O Ministro da Agricultura, Ambiente e Pescas, Roberto Mito Albino, defendeu o reforço urgente da fiscalização ambiental para impedir práticas ilegais na exploração de recursos naturais e assegurar o cumprimento rigoroso da legislação por parte das empresas mineiras que operam no país.
O posicionamento foi manifestado esta quinta-feira, 28 de Maio, durante a abertura da I Reunião da Agência Nacional para o Controlo da Qualidade Ambiental (AQUA, IP), realizada no distrito de Mocuba, província da Zambézia.
Na ocasião, o governante alertou para a necessidade de uma actuação mais firme da instituição, considerando preocupante a existência de operadores que continuam a explorar recursos minerais sem observância das normas ambientais estabelecidas. “A Agência Nacional para o Controlo da Qualidade Ambiental, AQUA, IP, precisa de intervir para evitar que as entidades envolvidas na exploração dos recursos minerais actuem à margem da lei e sem observância dos padrões ambientalmente satisfatórios”, declarou Roberto Mito Albino.

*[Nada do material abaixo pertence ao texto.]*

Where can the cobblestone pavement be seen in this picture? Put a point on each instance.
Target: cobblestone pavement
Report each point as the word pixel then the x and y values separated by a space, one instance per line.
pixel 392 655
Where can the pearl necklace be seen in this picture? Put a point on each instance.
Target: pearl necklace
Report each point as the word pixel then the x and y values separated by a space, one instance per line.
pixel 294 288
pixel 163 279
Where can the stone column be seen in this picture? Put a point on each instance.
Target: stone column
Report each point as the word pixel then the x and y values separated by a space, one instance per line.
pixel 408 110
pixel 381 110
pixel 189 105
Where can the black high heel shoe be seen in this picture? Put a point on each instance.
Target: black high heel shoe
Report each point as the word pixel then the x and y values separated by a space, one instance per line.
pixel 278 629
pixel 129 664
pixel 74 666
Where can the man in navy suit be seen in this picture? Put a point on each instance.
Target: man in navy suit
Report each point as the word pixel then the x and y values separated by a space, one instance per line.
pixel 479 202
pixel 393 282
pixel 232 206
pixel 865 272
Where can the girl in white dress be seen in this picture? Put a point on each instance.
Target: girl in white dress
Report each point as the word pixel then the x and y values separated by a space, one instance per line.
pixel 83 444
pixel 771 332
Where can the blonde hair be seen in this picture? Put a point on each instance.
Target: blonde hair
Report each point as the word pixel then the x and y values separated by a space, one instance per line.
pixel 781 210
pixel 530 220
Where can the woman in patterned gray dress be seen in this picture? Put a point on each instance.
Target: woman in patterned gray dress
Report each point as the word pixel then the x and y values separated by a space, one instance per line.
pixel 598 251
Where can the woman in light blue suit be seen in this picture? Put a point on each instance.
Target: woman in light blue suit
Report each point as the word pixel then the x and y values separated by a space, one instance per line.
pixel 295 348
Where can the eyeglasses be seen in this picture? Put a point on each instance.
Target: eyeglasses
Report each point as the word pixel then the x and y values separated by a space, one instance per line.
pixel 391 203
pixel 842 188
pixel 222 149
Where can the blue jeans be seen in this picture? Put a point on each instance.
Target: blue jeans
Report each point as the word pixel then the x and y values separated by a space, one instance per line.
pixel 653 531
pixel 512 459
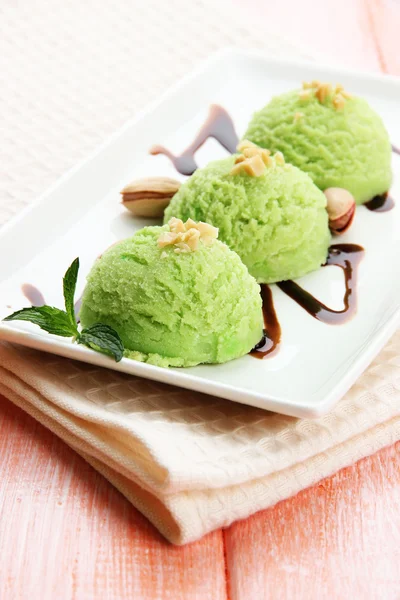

O ministro sublinhou que o desenvolvimento económico não deve acontecer em prejuízo do ambiente, defendendo que a actividade mineira pode coexistir com a preservação ambiental desde que sejam respeitados os requisitos legais e os planos de gestão ambiental. “É possível explorar os recursos minerais observando as normas ambientais, os requisitos legalmente estabelecidos e implementando planos ambientais que permitam materializar acções que geram emprego, renda, divisas, entre outros benefícios para os moçambicanos”, afirmou.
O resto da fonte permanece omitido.